3. Individual Dismissals

a. Is severance pay required?

Termination payment is calculated depending upon the cause of termination:

  • Voluntary resignation: The employer must pay all due benefits.
  • Termination with cause: The employer must to pay all due benefits.
  • Termination without cause: Employees that are terminated without cause are entitled to the following lump sum severance: (1) three months of the employee’s daily aggregate salary, plus: (2) twenty days of the employee’s daily aggregate salary for each year of service; (3) a seniority premium of twelve days’ salary for each year of service (but with a cap of twice the minimum daily salary in the same terms as explained before), (4) due benefits.

4. Separation Agreements

According to Article 53, Section I of the FLL, the mutual consent of the parties is a cause for termination of the employment relationship with no responsibility on either the employer or the employee.

This cause for termination is therefore subject to the will of the parties.

a.
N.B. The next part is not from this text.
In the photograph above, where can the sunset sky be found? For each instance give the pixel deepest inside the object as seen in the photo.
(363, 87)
Is a Separation Agreement required or considered best practice?

A Separation Agreement is not required but may be considered best practice. However, it must be ratified before and approved by the Conciliation and Arbitration Labor Board in order to be valid.

b. What are the standard provisions of a Separation Agreement?

The Standard provisions of a Separation Agreement are:

  • Reciprocal acknowledgement of the parties’ status and representation, and legal capacity.
  • Employee’s statement containing the employer’s name, hiring date, position, work shift and salary.
  • Express consent by the parties to terminate the employment relationship and the termination date.
  • Total settlement of obligations and acknowledgement of receipt on behalf of the employee of the net and gross amounts due by the employer, including a breakdown of the concepts that are being paid, applicable taxes and deductions.
  • Full release by the employee of all labor and social security obligations in favour of the employer, its parents, subsidiaries or affiliates, predecessors, successors or assigns, as well as their respective current and/or former partners, directors, shareholders/stockholders, officers, employees, attorneys and/or agents, all both individually and in their official capacities.
  • Employee’s statement under oath of the working conditions and benefits enjoyed while in service with the employer.
  • Confirmation by the employee of the last day worked for the employer.
  • Ratification of the Agreement and request of the Labor Board’s approval.

c. Does the age of the employee make a difference?

No, the employee’s age makes no difference.

d. Are there additional provisions to consider?

Other provisions to consider in the Separation Agreement are those related with:

  • Company’s files, documents and property.
  • No disparagement.
  • Confidentiality clause.
  • Non-compete and/or non-solicitation.

5. Remedies for employee seeking to challenge wrongful termination

According to the FLL, employees who have been wrongfully terminated can file a complaint with the Conciliation and Arbitration Board for: (a) constitutional severance consisting of three months of aggregate salary; or (b) reinstatement to the same position he/she held, plus back wages.